Maka masyarakat berhak bertanya. Buruh berhak menuntut kepastian. Dan pekerja berhak mendapatkan rasa aman ketika menjalankan pekerjaannya.”Jelas Donal Sipahutar.

LIMA TUNTUTAN, SATU PESAN: TEGAKKAN HUKUM!

SPBun akan membawa sejumlah tuntutan utama:

1. Mendesak Polres Labuhanbatu menindaklanjuti secara serius seluruh Laporan Polisi terkait dugaan Curas.

2. Mendesak penyelidikan dan penyidikan dilakukan secara profesional, objektif, transparan, serta berdasarkan alat bukti yang sah.

3. Meminta adanya jaminan keamanan dan perlindungan hukum bagi pekerja serta kegiatan operasional PTPN IV Regional I Kebun Rantauprapat.

4. Meminta Kepolisian mengambil langkah hukum yang diperlukan untuk mencegah terulangnya dugaan tindak pidana yang meresahkan pekerja dan lingkungan perusahaan.

5. Mendesak penegakan hukum dilakukan tanpa pandang bulu dan tanpa perlakuan berbeda terhadap siapa pun.

KETIKA 1.000 BURUH TURUN, YANG DITUNTUT BUKAN KEKUASAAN TETAPI KEPASTIAN

Aksi ini diperkirakan melibatkan sekitar 1.000 orang dengan membawa spanduk, poster, baliho, selebaran dan perangkat pengeras suara.

Massa akan menggunakan sepeda motor, kendaraan roda empat, serta kendaraan roda enam bak terbuka.

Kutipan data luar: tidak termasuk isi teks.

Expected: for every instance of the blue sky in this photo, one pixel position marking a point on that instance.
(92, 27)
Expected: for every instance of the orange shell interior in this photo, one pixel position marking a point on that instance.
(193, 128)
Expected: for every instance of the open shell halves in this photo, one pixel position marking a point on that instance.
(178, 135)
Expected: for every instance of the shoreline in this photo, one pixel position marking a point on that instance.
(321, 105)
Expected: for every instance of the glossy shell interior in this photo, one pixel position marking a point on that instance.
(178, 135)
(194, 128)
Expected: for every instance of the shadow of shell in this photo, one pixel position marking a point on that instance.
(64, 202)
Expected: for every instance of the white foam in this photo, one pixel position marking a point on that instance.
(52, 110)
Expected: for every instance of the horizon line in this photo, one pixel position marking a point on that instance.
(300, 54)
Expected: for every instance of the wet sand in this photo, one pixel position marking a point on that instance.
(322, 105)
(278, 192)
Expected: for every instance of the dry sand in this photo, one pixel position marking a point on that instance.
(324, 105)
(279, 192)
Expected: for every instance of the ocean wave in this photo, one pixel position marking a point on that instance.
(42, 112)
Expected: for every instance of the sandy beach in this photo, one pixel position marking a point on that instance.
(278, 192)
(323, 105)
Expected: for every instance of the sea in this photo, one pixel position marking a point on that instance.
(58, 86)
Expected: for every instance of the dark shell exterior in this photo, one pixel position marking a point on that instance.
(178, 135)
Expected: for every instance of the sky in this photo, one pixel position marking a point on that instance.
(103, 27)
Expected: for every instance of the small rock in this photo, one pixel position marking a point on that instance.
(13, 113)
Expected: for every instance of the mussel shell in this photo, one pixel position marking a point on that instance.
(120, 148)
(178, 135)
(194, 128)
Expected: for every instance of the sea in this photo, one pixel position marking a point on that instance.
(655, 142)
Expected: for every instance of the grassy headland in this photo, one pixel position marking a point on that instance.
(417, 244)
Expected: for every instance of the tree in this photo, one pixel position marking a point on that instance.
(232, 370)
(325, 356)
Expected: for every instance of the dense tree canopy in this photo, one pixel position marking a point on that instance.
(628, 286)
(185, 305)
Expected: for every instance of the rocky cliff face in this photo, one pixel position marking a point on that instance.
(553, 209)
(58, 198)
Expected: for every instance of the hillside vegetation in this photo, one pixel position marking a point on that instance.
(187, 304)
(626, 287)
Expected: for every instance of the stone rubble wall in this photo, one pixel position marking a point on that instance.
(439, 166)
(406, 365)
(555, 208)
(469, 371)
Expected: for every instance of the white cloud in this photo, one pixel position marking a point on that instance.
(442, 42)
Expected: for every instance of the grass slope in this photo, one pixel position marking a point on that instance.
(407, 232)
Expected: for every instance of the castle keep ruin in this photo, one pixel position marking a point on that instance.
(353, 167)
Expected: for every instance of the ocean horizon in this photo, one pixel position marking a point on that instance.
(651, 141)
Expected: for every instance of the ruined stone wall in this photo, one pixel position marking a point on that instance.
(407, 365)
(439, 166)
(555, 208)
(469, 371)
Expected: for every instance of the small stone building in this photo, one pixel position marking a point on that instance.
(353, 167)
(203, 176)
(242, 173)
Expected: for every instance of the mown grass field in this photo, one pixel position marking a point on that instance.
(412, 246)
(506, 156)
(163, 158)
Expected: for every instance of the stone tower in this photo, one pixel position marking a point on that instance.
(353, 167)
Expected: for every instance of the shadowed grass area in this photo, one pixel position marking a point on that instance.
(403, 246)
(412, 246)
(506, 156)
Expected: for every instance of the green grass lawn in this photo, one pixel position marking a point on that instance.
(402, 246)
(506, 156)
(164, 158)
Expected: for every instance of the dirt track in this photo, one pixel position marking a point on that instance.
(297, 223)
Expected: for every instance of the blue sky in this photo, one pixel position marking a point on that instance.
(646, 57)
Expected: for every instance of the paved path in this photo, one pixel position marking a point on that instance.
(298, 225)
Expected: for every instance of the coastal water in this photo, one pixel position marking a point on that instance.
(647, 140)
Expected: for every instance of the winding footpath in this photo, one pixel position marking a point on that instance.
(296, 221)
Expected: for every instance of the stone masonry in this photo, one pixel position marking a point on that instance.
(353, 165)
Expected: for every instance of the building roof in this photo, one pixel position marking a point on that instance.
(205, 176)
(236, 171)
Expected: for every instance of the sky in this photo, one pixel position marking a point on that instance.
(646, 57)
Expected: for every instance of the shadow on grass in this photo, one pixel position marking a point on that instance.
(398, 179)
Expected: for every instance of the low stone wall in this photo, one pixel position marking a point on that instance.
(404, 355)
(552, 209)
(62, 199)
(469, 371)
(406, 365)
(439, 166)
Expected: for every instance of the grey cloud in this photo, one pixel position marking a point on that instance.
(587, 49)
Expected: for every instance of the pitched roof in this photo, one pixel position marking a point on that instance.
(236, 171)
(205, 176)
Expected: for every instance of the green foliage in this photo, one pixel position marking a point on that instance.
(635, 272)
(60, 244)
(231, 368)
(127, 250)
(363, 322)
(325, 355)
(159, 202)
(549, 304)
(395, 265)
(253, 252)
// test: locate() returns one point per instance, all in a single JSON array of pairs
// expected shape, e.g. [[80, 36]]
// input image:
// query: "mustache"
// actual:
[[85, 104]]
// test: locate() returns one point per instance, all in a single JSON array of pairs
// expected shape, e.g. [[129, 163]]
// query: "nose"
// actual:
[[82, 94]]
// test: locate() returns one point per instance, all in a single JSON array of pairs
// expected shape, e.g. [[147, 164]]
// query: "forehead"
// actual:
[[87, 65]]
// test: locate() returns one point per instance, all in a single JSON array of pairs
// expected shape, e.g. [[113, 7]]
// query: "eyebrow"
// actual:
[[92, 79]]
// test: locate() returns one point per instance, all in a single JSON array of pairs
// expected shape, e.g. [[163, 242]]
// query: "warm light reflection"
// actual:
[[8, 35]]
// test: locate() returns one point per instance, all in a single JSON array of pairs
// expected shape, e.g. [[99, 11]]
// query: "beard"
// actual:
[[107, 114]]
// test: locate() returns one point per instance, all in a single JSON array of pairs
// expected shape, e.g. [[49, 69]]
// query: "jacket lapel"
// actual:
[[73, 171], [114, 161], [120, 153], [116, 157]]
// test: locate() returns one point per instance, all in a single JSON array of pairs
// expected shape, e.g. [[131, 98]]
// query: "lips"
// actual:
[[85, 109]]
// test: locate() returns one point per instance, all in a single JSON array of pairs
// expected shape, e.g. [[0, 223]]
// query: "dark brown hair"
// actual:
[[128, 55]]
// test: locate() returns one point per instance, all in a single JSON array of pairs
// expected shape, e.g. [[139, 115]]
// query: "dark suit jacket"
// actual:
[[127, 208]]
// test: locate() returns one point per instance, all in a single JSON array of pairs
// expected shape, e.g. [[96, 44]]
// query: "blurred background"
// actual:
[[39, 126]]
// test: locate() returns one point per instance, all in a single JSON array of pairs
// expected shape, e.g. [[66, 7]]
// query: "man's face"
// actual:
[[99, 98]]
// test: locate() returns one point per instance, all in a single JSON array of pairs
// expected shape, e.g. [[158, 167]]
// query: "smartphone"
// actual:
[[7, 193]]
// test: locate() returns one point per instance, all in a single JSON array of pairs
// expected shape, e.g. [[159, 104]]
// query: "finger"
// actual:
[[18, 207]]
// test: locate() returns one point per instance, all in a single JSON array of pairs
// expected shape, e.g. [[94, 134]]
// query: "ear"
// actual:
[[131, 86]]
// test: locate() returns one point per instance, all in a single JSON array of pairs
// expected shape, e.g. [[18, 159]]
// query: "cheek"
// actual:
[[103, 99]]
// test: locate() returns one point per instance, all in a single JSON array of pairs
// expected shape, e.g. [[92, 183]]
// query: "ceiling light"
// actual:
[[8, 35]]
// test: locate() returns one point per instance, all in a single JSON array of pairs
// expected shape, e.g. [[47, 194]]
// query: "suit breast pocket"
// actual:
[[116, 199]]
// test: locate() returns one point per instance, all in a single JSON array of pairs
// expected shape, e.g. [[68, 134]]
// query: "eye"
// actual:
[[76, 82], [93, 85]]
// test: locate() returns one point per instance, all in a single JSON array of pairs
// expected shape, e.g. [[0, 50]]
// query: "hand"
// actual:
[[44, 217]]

Namun pesan mereka bukan kekerasan. Pesannya justru sangat sederhana:

“Kami datang bukan untuk melawan hukum. Kami datang untuk meminta hukum ditegakkan.”

Polres Labuhanbatu tidak cukup hanya mengamankan aksi. Yang lebih penting adalah menjawab substansi keresahan yang melahirkan aksi tersebut.

Jangan sampai rakyat bertanya: Untuk apa ada hukum jika laporan tidak memberikan kepastian?

Jangan sampai pekerja bertanya: Untuk siapa keamanan dijamin jika orang yang bekerja justru merasa tidak aman?

Dan jangan sampai publik bertanya: Apakah supremasi hukum hanya slogan ketika kamera menyala?

POLRES LABUHANBATU DITANTANG MENJAWAB

Kini tuntutan itu telah disampaikan. Massa telah dipersiapkan. Keresahan telah disuarakan.

Dan pertanyaan publik telah diletakkan di depan pintu Polres Labuhanbatu:

“APAKAH HUKUM AKAN BERJALAN ATAU MASYARAKAT HARUS TERUS TURUN KE JALAN UNTUK MEMINTA HUKUM BEKERJA?”

Jangan main-main dengan laporan Polisi. Sebab ketika laporan masyarakat kehilangan kepastian, yang dipertaruhkan bukan hanya sebuah perkara. Yang dipertaruhkan adalah kepercayaan masyarakat terhadap hukum dan institusi penegak hukum itu sendiri.